Arrive l’année 1846, la révolution polonaise, puis la contre-révolution des paysans galliciens, qui, restés fidèles à l’empereur, tournent leurs terribles faux contre leurs compatriotes insurgés, pillent, incendient les châteaux et massacrent les nobles. Les baillis s’efforcent d’étouffer la rage des paysans, mais personne ne se hasarde en rase campagne, sauf toutefois les juifs, car la faux meurtrière s’abaisse à leur aspect. Aussi les autorités leur confient-elles les dépêches, en les chargeant d’aller partout porter l’ordre de mettre fin au massacre.

Mais voilà qu’un matin on reçoit la nouvelle que les paysans ont investi Brzosteck par un blocus en règle. Le chef militaire du district voudrait envoyer un messager de confiance, un juif naturellement, avec mission de sauver les deux châtelains. Qui peut mener à bien une pareille tentative ? Jossel seul. Il est choisi à l’unanimité ; il brûle déjà de partir ; son joli visage resplendit de courage et d’enthousiasme, tandis qu’Abe Nahum Wasserkrug se sent aux portes du tombeau.

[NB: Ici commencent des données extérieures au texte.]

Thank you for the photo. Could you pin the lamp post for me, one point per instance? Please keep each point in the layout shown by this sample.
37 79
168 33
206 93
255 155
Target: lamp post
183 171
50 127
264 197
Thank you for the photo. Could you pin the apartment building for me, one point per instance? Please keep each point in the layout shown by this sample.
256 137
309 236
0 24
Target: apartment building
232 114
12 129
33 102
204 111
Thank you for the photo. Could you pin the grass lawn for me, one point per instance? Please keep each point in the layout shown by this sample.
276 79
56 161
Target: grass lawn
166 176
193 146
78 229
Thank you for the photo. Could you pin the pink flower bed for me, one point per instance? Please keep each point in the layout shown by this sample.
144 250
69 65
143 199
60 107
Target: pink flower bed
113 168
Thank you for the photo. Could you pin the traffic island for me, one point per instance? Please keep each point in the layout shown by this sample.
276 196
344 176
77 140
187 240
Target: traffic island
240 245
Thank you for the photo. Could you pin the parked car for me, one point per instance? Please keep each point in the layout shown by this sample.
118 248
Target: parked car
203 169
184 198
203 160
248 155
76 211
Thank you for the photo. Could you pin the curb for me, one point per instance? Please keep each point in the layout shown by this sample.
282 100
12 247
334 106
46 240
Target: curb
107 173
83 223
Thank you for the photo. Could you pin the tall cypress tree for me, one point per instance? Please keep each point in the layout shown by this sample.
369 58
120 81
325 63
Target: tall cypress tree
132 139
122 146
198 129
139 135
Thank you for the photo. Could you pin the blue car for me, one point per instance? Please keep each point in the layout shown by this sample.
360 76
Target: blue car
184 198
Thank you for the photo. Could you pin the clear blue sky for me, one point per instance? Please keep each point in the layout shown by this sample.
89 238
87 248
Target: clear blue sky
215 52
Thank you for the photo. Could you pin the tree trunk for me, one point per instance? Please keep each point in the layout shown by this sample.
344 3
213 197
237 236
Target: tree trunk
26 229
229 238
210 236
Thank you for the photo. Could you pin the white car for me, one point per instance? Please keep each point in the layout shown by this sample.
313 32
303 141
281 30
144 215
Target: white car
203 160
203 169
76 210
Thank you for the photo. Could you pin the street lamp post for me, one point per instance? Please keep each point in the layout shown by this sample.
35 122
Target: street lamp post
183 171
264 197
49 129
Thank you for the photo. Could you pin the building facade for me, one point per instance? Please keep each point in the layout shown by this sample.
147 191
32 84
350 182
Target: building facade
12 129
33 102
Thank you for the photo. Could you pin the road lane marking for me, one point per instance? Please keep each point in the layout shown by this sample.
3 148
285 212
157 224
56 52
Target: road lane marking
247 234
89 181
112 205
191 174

Pendant que son fils fait ses derniers préparatifs, il se traîne jusqu’à l’école, il implore le Très-Haut ; un combat s’engage au dedans de lui, son amour paternel et sa poltronnerie sont aux prises. Il jette à Dieu des cris désespérés, il supplie l’Éternel de lui faire entendre quelque voix céleste qui lui serve d’oracle et lui indique la route à suivre. Il écoute, dresse l’oreille, et tout à coup il entend ces versets que lit un des élèves de l’école : « Pharaon entra dans la mer avec son armée, avec ses cavaliers et ses chariots, et l’Éternel les engloutit tous dans les flots ; mais les enfants d’Israël, qui fuyaient à travers l’Océan, le passèrent à pied sec. »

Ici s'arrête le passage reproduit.